Before I left, my father had presented me with a book. A hand across the divide, perhaps? ‘The Nile’ had been published the year before and was a breathtaking introduction, not least because, as many have done before, I felt a deep pull towards the experience of pastoralism and Moorhouse’s photos rang with the light and the heat and the smells of woodsmoke and cattle. We’re all throwbacks, in one sense or another, aren’t we? Dad must have known about Moorhouse’s previous book, and given this one to me as a kind of joke. I thought I could help but like so many volunteers, I was never sure whether what I was bringing was just colonialism recloaked as Aid. I still don’t know. The Gulf War erupted into open hostility towards British citizens and, in spite of some resistance on my part, I found myself on a plane home.
It took a long time to get back to Africa. I had no money. I was culture shocked. VSO sent me to Indonesia and when I returned, I could not recognise the place I’d come from. I dropped out completely, lived under bridges, refused to participate. Eventually, by a long and painful route, I managed to get myself a job and, with some effort, I was given the golden opportunity to go back to university in, of all places, Oxford. An extraordinary woman there, Dr Harrell-Bond, had founded a new field of study: Forced Migration Studies. It was broad enough to include refugees, academics, military strategists, lawyers, and the likes of me. It took a couple of years but in the end, I managed to persuade VSO to take me on again and at last, I was on the road to South Sudan – almost. I ended up living in Kenya, in a refugee camp, but I was working with people from South Sudan. I was also working with people who saw the South Sudanese as impossibly distant, unable to understand anything of the concept of democracy, doomed to exploitation and eventual integration, subserviant, outmoded, a dead culture. I disagreed.
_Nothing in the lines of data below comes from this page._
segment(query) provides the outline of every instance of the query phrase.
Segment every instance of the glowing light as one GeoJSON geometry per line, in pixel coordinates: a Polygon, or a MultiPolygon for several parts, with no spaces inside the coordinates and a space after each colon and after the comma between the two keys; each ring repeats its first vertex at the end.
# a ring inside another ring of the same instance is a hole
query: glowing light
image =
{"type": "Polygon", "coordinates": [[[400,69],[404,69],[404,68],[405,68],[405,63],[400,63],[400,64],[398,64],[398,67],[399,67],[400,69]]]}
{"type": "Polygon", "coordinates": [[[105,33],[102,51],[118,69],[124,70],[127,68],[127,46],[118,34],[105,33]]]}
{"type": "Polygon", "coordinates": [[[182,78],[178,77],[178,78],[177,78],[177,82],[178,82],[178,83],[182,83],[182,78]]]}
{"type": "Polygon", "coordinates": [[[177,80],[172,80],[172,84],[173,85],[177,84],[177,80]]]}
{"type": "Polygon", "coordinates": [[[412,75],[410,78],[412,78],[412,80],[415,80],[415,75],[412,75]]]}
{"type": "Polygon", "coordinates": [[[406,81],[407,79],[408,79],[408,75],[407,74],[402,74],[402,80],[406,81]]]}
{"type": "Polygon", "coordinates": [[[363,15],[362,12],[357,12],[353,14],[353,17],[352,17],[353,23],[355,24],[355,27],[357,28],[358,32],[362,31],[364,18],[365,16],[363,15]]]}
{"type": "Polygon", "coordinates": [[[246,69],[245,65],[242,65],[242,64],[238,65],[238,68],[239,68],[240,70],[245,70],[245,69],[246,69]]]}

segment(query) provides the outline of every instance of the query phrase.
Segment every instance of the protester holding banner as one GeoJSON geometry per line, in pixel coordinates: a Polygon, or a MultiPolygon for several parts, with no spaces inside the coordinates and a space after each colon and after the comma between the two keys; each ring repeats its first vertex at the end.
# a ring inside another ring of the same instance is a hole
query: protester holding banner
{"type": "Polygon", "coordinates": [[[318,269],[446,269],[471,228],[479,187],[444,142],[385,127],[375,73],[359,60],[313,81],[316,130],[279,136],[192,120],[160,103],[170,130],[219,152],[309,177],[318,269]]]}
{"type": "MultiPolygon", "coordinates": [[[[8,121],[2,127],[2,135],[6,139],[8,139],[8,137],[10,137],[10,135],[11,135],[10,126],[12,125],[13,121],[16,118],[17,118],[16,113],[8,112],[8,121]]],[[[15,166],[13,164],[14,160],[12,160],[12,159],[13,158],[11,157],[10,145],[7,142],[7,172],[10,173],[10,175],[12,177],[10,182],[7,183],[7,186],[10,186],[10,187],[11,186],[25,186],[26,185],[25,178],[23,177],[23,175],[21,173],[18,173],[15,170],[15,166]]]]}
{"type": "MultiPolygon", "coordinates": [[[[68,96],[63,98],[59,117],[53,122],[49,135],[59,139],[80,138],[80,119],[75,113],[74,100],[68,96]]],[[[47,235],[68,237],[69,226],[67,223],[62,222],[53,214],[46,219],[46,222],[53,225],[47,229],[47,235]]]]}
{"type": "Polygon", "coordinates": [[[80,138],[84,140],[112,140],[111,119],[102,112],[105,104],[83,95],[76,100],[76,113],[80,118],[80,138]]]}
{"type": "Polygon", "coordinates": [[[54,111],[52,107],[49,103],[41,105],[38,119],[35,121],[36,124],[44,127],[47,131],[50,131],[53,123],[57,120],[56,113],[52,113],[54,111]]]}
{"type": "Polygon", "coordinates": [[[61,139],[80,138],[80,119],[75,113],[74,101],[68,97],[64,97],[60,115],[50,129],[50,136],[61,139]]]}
I could see the push, the strength, the link with forces beyond them – not fatalism but a deeply ingrained understanding that there had to be regard for weather, seasons, the larger, background flows, political and geographical, that they had walked with for millenia. I could see the same regard, the same patient vision, in the faces of the Turkana of northwest Kenya. Huge pressures on landuse were forcing them to alter patterns of pastoralism that had sustained them for centuries. The imposition of a refugee camp, complete with highway, razorwire fence, bribes, guards, guns and, incongruously, a swimming pool, did not help reciprocal relations between refugees and locals. Yet so many features of the lifestyles of both grounds showed deep respect for the cycles of seasons, of birth and death, of the lives of other creatures and systems, both those they used for food and those outside their immediate circle of needs. I watched as the pressures grew and groups fragmented, absorbed into the white-shirted Aid brigade or lost in the slums of Nairobi, only the old and weak and very determined remaining, their eyes reflecting, not hatred, not resignation, but knowing.
It felt then that there was nothing to be done. That the project of the global North was too determined, the dice too loaded, to merit resistance. I’d resisted, myself, once, and I had found myself forced out: I could not recommend it. Yet I found that listening to people’s stories was itself a key to their empowerment. I began to listen and to find the authentic tales of movement both moving and, somehow, resonant with an ancient restlessness. People knew what had been lost. People always know.